In-process fzf/skim-style fuzzy finder for Python, implemented in Rust.

These details have not been verified by PyPI

Project links

Project description

skimmatch

skimmatch is an in-process fzf/skim-style fuzzy finder for Python, implemented in Rust.

It is designed for ranked abbreviation matching over a fixed list of candidate strings. You give it strings such as filenames, references, titles, symbols, or command labels; users type short abbreviation-style queries; skimmatch returns the best candidates, scores, and optional highlight positions.

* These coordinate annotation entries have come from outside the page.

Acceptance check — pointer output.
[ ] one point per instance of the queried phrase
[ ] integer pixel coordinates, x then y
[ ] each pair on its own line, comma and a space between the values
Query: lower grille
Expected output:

from skimmatch import Matcher

candidates = [
    "Follmer and Schied, Stochastic Finance, 2011",
    "Mildenhall and Major, Pricing Insurance Risk",
    "Wang distortion risk measures",
    "Archive reference catalogue",
]

matcher = Matcher(candidates)

for result in matcher.search("wang distortion", limit=3):
    print(result)

Example result:

{
    "index": 2,
    "score": 260,
    "text": "Wang distortion risk measures",
    "matches": [0, 1, 2, 3, 5, 6, 7, 8, 9, 10],
}

Scores are backend scores where higher is better. The exact numeric value should be treated as ranking information, not as a stable cross-version metric.

What This Is

skimmatch solves the same broad problem as interactive fuzzy finders such as fzf and skim: finding good abbreviation matches quickly.

For example, a query like:

fs sf 2011

can match:

Follmer and Schied, Stochastic Finance, 2011

because the query characters and tokens appear in useful positions and in the right order.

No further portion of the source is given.